Because it's cold outside,
the fierce winds call--
one that liked cold surely lied,
or else the guy was dead talking.
In the snows that fall
we are blind.
There was a silence.
"Why?"
I paused the game to look at him.
His cheeks were rosy in bloom.
He could look down the street on a whim,
unaware of hooded figures,
the strangers dark, looming.
"Why?" For a moment I saw him.
Without a word I resumed.
"River," drifted a voice over the guns,
through the emptiness of the rooms,
"come on, it's time to go!"
On his feet the boy soon runs
over the clothes pile that grows, an
amorphous monster at the foot
of my bed.
But framed in the doorway to the hall,
the boy, River, seemed to stall...

and back to the bed, to me, flung
himself like a horseshoe to the rung,
knocking the breath out of me.
He said, "I love you."
Then he was gone, from where he'd come,
and I was left with my thoughts
and my weapons, alone.
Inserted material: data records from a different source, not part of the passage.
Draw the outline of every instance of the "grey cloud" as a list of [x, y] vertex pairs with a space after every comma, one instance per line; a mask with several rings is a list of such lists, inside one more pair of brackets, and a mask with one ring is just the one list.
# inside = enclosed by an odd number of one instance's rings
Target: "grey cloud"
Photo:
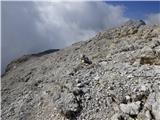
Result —
[[2, 2], [2, 71], [13, 59], [63, 48], [128, 18], [104, 2]]
[[160, 13], [154, 13], [147, 16], [146, 23], [151, 25], [160, 25]]

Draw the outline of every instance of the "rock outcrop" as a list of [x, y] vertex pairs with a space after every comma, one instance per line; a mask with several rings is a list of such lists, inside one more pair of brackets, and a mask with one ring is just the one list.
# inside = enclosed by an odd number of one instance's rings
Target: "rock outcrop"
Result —
[[21, 58], [1, 82], [2, 120], [160, 120], [160, 26], [131, 20]]

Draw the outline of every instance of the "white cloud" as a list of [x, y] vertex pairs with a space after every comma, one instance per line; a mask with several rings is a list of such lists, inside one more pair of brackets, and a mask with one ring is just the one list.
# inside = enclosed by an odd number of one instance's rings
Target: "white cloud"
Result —
[[36, 23], [39, 32], [56, 47], [85, 40], [128, 20], [122, 6], [104, 2], [40, 2], [35, 6], [40, 15]]
[[146, 19], [147, 24], [157, 24], [160, 25], [160, 13], [150, 14]]

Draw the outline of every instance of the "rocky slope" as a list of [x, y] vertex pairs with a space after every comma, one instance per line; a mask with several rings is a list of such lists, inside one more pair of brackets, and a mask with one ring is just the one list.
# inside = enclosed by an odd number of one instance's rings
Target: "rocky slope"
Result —
[[159, 26], [128, 21], [19, 60], [2, 76], [2, 120], [160, 120]]

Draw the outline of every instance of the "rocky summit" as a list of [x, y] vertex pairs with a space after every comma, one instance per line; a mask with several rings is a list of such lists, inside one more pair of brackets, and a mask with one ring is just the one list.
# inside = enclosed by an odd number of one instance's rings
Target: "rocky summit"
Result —
[[130, 20], [11, 62], [2, 120], [160, 120], [160, 26]]

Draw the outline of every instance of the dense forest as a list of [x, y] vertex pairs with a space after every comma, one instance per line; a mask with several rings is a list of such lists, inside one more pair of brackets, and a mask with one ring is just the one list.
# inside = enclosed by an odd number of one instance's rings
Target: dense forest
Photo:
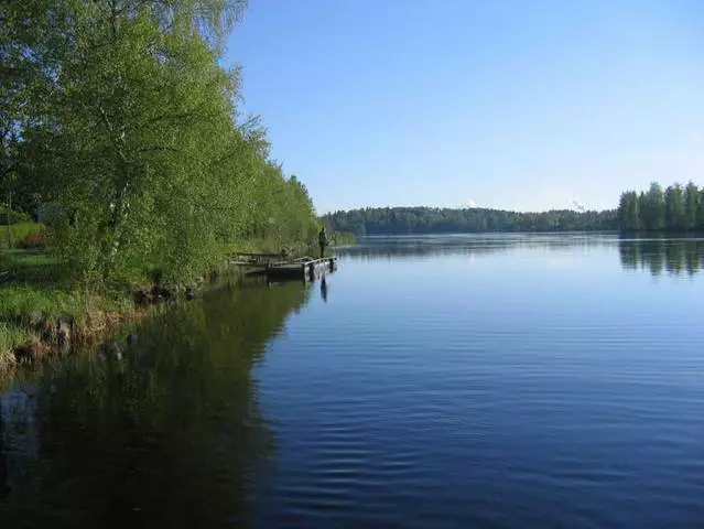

What is that?
                 "Why?"

Thursday, February 13, 2014

Being Real

The pencil lead breaks when I try to sharpen it.
The lead that's dull is least likely to cut.

When friends and family
laugh and talk about me,
and I have nothing to say,
I pick up my pen and my lead
and let the pages with me
transcend the sleeping mind,
so I still have a place to find.

Just as the explorer
loses interest in the path,
I let the shower
drop all of me in the bath.

This is not stupid, this is real.
How many people spend 5 minutes a day
to be real with themselves?

Under god, one nation,
two parties where nobody
has any fun, and people die.
They bleed, they burn, they suffer.
No one sings anymore.
I only began singing this year.

Why sing for this country
when we can sing for the world,
all of it we know.
Europe is not the world.
America is not the world.
The world is the world.

Sometimes it hurts so badly I must cry out loud.

Is this how I cope?
Are these words to an audience?
What are my motivations to write?
What governs my line length,
what says ten syllables or five?
You do, my love, you do,
sweetest part of me,
that quails but seeks to mend
every end that fails to me.

Near and Not Far

The night falls as my eyes open.
Their brown and black orbs shutter
'neath cold snowflakes that flutter
out the darkened sky.
My mind is a child--he licks
the white beneath the street lamps
while the body sprouts hair where it shouldn't
and sees only yellow specks descend.
The streets are silent--the body more,
but the mind screams, fleas, warms, and sings,
scalds red-hot in the furnace,
is plunged headlong into the smelting waters,
kicks and rolls and hardens,
weeps blue steel and confides in no one,
blankly stares into the air,
watches the flakes covering all he knows,
and irresolutely consorts with his end
beneath the blankets, beneath the roof,
inside the sun, hotly disintegrated,
lost to all time and eternity within a hole
in deep space far beyond imagining...
How are we to sleep when every second thought
is of the grave and the stars?
Comfort must lie near, not far.

Miscellaneous Verse

When I say go on
you say well hold on
but then the fast beat's gone
and we're all left tripping.

The sky's getting darker
like some kid with a marker--
on the curb sitting safer
paints the air by whipping.

Say, how many cars pass by
as the drivers die and die,
here to there and at jobs, asking why,
I thought I must be slipping.

I was right and the deal's in,
the world's crumpled up in a trash bin,
nothing for me but to sit and spin,
my bag's been lost in shipping.

But as I'm resting on the lawn
I'm feeling my edge get sharper,
so I lunge forward to let the edge lie,
in favorable dirt and untouched, so let it grin--
I'll be on top and on bottom, this coin's flipping.